Nel corso dei lavori verrà ripristinato l'aspetto originale dei quadranti dell'orologio, con i colori verde e oro risalenti all'età Vittoriana, poi sostituiti negli anni '80 dal nero e oro. Le lancette non rimarranno comunque ferme per tutta la durata dei lavori e i suoi rintocchi saranno comunque mantenuti in occasione di eventi importanti.

Dopo 157 anni Londra 'chiude' il Big Ben. Tre cose che non sapete sull'orologio più famoso
Ma chi conosce la sua storia? Il Palazzo di Westminster fu distrutto da un incendio nel 1834; poi, nel 1844 si decise di costruire nuovi edifici per il complesso delle Houses of Parliament, che includevano una torre ed un orologio. Così, si decise per la costruzione di una Clock Tower sull'estremità settentrionale delle nuove Camere del Parlamento. L'astronomo reale decise che l'orologio dovesse avere un altissimo livello di precisione, ma gli orologiai di Westminster erano scettici sul fatto che si potesse ottenere tale precisione su di un orologio meccanico. Fu allora che Edmund Beckett Denison accolse la sfida disegnando, nel 1851, il prototipo di orologio a pendolo che fu assemblato da Edward John Dent e suo figlio e completato nel 1854. 

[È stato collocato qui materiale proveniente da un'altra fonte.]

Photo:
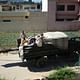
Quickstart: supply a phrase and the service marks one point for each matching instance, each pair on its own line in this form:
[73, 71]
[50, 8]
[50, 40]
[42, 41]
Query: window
[69, 19]
[60, 7]
[6, 20]
[26, 16]
[71, 7]
[59, 19]
[32, 7]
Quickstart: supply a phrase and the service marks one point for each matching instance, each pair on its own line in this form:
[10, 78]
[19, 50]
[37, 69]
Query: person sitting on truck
[38, 40]
[24, 42]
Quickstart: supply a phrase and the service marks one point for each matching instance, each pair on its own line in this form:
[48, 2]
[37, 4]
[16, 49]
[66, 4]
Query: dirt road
[12, 68]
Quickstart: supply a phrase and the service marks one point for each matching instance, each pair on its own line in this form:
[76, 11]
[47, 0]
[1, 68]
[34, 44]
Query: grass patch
[63, 74]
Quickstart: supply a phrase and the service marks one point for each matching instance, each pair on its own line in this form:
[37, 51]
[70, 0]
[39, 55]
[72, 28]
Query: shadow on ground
[53, 63]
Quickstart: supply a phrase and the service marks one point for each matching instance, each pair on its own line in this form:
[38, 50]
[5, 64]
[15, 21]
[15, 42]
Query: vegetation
[63, 74]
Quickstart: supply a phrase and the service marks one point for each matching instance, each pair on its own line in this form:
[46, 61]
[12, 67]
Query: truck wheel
[41, 61]
[31, 62]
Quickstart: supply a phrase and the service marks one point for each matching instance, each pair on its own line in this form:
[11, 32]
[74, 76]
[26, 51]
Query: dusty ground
[12, 68]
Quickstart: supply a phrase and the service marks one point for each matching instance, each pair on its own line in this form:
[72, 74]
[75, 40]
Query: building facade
[63, 15]
[13, 6]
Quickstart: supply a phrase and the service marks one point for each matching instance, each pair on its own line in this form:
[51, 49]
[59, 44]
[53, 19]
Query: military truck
[54, 44]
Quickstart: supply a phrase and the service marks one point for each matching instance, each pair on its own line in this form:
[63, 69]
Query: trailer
[54, 43]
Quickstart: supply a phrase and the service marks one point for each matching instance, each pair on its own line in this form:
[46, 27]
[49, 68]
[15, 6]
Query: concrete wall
[54, 25]
[36, 22]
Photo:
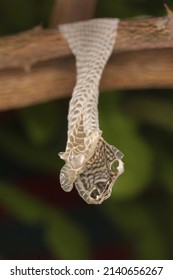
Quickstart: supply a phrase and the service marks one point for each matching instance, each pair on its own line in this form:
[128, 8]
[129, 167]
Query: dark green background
[40, 221]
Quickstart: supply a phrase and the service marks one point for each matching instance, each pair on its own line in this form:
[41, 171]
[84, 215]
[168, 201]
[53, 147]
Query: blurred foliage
[139, 123]
[118, 128]
[61, 233]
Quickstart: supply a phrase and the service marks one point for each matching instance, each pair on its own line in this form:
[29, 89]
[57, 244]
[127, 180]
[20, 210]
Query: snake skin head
[95, 183]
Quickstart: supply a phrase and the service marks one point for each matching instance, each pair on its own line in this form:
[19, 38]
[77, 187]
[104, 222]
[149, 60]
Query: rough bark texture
[37, 65]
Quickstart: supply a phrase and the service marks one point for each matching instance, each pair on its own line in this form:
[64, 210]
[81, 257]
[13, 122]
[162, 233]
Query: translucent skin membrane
[88, 157]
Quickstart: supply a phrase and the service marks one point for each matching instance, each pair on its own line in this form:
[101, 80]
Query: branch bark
[37, 65]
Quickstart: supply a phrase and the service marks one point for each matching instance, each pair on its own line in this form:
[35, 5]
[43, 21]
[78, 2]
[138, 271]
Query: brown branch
[37, 65]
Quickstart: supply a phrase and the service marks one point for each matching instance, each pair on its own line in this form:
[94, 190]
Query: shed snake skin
[88, 157]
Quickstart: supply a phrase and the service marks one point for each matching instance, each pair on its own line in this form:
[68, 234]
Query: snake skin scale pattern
[88, 157]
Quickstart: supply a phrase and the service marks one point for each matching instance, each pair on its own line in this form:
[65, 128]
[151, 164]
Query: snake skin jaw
[88, 158]
[95, 183]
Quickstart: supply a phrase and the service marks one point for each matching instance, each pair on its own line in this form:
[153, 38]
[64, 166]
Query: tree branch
[37, 65]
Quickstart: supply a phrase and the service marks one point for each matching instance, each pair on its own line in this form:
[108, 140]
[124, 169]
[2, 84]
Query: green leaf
[65, 237]
[121, 131]
[138, 226]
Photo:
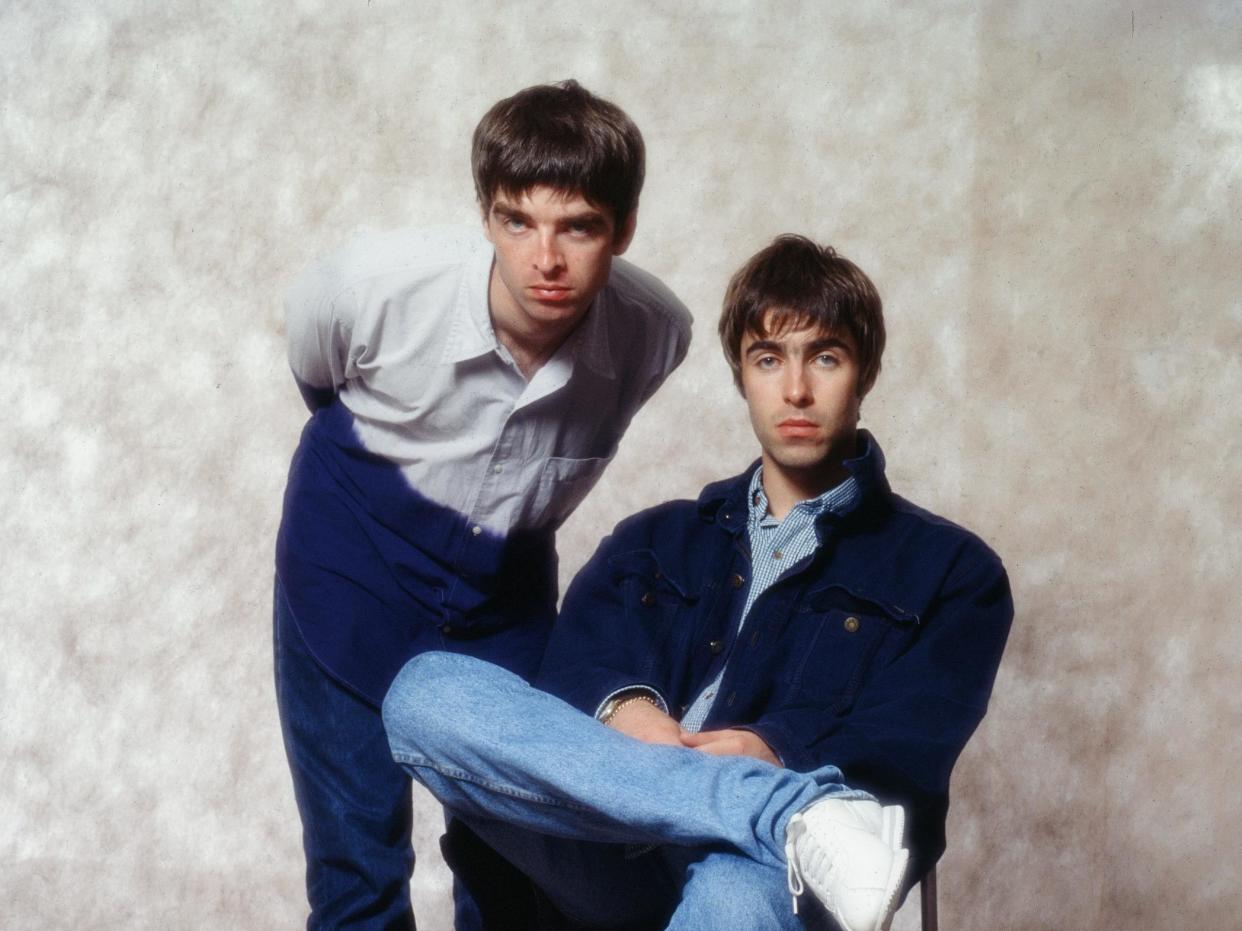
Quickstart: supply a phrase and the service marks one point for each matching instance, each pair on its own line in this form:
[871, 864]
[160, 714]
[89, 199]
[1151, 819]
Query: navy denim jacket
[876, 654]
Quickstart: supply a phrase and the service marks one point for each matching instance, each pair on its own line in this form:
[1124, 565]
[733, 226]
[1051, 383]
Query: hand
[733, 741]
[645, 721]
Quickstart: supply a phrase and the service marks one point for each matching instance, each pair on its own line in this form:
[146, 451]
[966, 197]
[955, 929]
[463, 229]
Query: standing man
[465, 396]
[788, 667]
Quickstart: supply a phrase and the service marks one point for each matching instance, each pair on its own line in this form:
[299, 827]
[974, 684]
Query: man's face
[553, 253]
[801, 386]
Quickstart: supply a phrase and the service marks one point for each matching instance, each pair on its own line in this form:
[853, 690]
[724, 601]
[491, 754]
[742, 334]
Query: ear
[483, 210]
[625, 235]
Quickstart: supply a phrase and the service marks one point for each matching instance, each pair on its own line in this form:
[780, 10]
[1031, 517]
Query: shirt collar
[837, 499]
[470, 325]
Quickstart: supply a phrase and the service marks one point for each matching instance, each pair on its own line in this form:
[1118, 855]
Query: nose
[796, 386]
[548, 258]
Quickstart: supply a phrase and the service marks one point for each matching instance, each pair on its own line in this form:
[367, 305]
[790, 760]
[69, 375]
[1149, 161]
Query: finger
[722, 747]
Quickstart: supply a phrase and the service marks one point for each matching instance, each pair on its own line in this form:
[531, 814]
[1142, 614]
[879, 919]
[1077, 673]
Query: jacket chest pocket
[843, 636]
[655, 602]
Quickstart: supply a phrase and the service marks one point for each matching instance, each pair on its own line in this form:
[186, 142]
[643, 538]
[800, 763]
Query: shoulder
[648, 302]
[660, 524]
[681, 525]
[405, 256]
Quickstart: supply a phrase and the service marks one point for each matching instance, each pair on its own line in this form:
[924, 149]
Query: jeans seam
[498, 787]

Lo stesso Denison progettò anche la campana. Il primo tentativo fu una massiccia campana ad opera di Warner&Sons che si incrinò inesorabilmente; lo stesso metallo, però, venne fuso a Whitechapel e diede vita alla campana che sentiamo ancora oggi: Great Bell. Il Big Ben suonò per la prima volta il 31 maggio 1859, o meglio Great Bell. Questo infatti è il nome ufficiale, ma allora da dove deriva quello con cui l'orologio è conosciuto in tutto il mondo? Sono almeno due le teorie. La prima è quella secondo la quale sarebbe il nome di Sir Benjamin Hall, il primo a commissionare i lavori, e che, essendo grande e grosso, veniva affettuosamente chiamato Big Ben. La seconda vede protagonista il campione di pesi massimi Benjamin Count, conosciuto anche come Big Ben, un soprannome che la società usò in seguito per tutto quello che era pesante. Proprio come la campana.